Put aside some time to read through this new report from Deloitte, subtitled The natural convergence of business and IT.  Here are some of the highlights for me, although I will bet you will have your own favorites:

  1. A major focus on business intelligence and visualization. As the paper points out, the immense improvement in speed (from technologies such as SAP’s in-memory computing, or HANA) now enables trillions of records to be analyzed and converted from data into actionable data. With the explosion of data, that’s a real need and not just a theoretical possibility
  2. To make intelligent decisions, you need to have information that lets you see where you are and where you are going, not just where you have been. (Do I detect a use of my rear-view mirror metaphor?)
  3. The ability to use technology such as text analytics to turn unstructured data into valuable information. One great use of this will be for risk monitoring
  4. An emphasis on attention to the quality of data and data management. Sorting garbage quickly doesn’t make it better information
  5. ERP will continue to be vital and strong, with some functionality moving to device and the cloud
  6. The protection of data remains a critical priority, and the technology to detect threats is improving
  7. The CIO will become a revolutionary, the catalyst for changing the business
  8. Social computing is a new fundamental for enterprise IT
  9. Focus on the user and what they need, rather than on what technology offers
  10. User experience is key

                 

Do you agree with the Deloitte crystal ball? What do you think of the paper?

To report this post you need to login first.

5 Comments

You must be Logged on to comment or reply to a post.

  1. Nathan Genez
    I haven’t read the article but if your summary is accurate, those 10 points could probably apply to any IT article from the past 5 years.  I wouldn’t call that interesting by a long shot. 

    Major focus on BI, data quality and data management, CIO as business catalyst, continued strength of ERP.?.?  When have those items not been a key driver in the market for the past 5-10 years?  Only exception I can think of is when the US market had it’s recession 2 years ago and IT trends adjusted accordingly.  If you account for that blip…  the worst economic situation in most of our lives… there hasn’t been much change with what’s in that article.

    Maybe the only new item is to refer to social media as a fundamental for IT, which I’m not entirely convinced of.  Yes, companies are paying attention to social for investor relations, product feedback, alerts, and general market or consumer research…  but I’d hardly call it a fundamental of IT just yet.
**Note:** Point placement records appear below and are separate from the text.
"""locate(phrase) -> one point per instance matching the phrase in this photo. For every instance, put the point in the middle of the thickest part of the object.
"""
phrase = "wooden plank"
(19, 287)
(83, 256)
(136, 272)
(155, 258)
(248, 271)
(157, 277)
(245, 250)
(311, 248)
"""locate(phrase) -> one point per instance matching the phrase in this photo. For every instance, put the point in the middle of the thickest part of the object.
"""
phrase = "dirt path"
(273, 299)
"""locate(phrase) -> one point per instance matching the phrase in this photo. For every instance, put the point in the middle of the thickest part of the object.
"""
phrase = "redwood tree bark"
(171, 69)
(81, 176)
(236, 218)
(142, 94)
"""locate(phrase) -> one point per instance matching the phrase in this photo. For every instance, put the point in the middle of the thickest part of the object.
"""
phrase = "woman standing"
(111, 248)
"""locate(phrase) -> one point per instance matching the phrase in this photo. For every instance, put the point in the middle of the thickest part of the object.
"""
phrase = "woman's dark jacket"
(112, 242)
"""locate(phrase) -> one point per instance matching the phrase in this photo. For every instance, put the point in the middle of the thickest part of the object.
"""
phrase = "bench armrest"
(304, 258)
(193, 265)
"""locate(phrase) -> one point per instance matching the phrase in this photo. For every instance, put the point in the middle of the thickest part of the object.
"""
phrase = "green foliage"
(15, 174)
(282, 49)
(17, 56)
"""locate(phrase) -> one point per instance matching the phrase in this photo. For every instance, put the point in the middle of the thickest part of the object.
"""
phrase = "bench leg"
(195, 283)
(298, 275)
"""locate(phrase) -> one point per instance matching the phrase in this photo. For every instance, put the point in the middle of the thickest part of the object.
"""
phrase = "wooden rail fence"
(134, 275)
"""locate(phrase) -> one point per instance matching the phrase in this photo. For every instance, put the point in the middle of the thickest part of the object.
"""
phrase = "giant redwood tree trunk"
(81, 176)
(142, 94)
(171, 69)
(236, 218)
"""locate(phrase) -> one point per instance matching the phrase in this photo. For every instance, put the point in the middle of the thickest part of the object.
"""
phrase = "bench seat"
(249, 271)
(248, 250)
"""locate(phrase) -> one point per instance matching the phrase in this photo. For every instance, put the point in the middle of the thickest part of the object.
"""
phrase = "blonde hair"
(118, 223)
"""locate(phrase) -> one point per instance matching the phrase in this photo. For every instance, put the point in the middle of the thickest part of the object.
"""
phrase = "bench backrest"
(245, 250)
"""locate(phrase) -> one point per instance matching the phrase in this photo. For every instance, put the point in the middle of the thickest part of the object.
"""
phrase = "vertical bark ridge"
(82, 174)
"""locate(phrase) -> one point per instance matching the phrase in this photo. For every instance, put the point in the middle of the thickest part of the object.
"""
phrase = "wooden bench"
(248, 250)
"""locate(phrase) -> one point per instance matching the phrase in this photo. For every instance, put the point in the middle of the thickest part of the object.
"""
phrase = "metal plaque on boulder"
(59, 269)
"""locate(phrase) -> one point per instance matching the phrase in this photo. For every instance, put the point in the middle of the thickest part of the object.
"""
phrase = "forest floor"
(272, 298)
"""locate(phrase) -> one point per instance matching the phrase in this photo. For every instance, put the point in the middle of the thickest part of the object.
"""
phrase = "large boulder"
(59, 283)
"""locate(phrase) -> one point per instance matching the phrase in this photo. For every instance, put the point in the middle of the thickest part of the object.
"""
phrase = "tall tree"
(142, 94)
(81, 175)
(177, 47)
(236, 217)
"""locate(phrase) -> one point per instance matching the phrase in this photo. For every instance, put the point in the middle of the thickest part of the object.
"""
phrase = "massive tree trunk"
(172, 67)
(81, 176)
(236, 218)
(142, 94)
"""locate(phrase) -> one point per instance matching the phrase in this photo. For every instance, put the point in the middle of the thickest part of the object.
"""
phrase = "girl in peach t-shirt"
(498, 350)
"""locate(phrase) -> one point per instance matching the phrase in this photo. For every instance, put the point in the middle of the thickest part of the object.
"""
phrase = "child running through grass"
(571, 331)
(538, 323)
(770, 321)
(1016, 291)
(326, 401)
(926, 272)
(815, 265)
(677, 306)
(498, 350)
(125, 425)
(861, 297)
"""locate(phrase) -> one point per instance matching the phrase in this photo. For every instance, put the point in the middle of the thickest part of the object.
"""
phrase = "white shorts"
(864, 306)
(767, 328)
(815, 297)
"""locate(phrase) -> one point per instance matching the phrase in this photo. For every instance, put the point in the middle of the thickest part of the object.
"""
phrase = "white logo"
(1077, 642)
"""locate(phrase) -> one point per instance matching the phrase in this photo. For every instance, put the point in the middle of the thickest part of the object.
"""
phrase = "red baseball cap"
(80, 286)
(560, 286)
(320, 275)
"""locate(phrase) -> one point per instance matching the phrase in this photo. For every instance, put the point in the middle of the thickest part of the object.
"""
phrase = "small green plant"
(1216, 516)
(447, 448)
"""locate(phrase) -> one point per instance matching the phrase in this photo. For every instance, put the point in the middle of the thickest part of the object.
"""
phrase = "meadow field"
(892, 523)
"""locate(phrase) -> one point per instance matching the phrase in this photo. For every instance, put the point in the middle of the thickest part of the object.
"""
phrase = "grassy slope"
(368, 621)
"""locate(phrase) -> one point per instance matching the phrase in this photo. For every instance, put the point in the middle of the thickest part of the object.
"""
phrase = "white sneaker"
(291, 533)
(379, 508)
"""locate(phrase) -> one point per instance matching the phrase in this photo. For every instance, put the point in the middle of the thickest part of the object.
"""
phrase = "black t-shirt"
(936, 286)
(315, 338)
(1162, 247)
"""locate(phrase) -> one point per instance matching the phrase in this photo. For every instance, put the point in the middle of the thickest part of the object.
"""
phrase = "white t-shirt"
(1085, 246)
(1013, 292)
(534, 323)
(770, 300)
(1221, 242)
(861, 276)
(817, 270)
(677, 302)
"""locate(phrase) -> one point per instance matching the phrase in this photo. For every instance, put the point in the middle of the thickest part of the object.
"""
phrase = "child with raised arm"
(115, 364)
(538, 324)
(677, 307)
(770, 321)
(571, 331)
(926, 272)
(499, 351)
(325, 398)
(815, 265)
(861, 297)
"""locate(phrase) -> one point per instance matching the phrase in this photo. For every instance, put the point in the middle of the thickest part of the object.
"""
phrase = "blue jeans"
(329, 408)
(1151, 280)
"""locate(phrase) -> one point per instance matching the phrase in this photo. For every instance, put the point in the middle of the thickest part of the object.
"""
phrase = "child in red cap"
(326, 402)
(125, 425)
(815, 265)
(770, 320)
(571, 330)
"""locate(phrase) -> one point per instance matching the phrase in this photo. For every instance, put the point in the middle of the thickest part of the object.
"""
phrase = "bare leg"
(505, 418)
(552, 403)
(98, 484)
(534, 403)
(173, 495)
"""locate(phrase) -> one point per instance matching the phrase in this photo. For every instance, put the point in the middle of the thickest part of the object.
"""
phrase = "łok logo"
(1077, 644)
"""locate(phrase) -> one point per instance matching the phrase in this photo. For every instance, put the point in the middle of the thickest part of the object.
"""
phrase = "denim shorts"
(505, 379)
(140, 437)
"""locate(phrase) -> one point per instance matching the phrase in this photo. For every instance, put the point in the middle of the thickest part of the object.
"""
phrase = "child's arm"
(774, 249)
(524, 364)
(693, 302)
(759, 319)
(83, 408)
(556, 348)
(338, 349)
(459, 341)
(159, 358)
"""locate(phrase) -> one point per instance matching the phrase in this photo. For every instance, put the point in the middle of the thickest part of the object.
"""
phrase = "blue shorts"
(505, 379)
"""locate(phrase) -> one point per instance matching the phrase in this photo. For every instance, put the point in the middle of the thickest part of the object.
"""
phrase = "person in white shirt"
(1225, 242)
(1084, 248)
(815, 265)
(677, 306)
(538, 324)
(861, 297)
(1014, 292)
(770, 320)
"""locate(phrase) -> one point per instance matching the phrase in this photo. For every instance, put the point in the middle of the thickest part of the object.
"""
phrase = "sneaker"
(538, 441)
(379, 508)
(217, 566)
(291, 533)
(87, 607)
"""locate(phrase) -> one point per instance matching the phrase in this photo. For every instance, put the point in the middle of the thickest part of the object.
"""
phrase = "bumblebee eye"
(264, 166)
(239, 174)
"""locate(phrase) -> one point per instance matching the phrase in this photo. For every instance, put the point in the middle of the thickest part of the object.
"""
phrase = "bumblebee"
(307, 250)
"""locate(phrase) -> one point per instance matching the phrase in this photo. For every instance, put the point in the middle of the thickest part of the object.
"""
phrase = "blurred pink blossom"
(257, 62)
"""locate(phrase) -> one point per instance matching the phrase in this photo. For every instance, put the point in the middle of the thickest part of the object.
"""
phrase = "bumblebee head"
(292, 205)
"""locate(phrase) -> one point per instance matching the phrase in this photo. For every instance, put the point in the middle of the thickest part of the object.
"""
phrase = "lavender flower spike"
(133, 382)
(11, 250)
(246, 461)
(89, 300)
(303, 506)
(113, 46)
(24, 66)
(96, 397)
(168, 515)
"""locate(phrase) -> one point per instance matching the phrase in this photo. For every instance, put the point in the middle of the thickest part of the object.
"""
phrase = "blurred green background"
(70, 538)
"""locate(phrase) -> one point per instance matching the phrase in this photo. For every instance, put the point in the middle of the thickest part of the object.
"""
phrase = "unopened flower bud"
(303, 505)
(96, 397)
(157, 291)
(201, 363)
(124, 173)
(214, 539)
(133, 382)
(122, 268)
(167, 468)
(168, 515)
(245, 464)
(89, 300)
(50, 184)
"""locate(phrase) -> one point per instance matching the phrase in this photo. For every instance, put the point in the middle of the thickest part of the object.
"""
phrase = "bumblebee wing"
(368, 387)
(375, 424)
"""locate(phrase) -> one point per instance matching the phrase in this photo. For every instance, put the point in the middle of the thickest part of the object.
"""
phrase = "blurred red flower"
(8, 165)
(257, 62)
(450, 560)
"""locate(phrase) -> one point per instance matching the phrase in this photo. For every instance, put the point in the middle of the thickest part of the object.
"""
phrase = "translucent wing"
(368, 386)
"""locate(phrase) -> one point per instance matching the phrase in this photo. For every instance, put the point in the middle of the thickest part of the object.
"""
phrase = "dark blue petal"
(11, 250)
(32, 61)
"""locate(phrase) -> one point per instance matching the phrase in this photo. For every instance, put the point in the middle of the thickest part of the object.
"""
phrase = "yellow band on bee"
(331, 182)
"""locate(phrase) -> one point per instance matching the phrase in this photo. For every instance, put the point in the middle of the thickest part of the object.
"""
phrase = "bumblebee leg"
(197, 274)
There are examples of data mining the non linear social data but that’s still in the outlier stage from what I’ve read and only certain industries (retail) are doing much there.

    (0) 
    1. Norman Marks Post author
      Nathan, I find your comment interesting as you haven’t read the article. May I ask that you read it and then comment again?
      (0) 
  2. Vijay Vijayasankar
    It is a nice white paper – well crafted and all. But in terms of “what is new” – I don’t think any of it is new for 2011.

    All the points are known already – I fail to see what is interesting there that the world was unaware of till this paper came out.

    (0) 
  3. Norman Marks Post author
    I agree 50% with the comments that there is not a lot new.

    I am pleased that one of the accounting firms is now recognizing these trends – indicating they are moving into the mainstream.

    I am also pleased to see recognition that the speed at which data can be turned to actionable information will transform the ability to make quality decisions.

    None of these top trends were new to me either. But I believe the report is important because the trends are moving into the mainstream, indicating that use of the technology will become more prevalent than theoretical.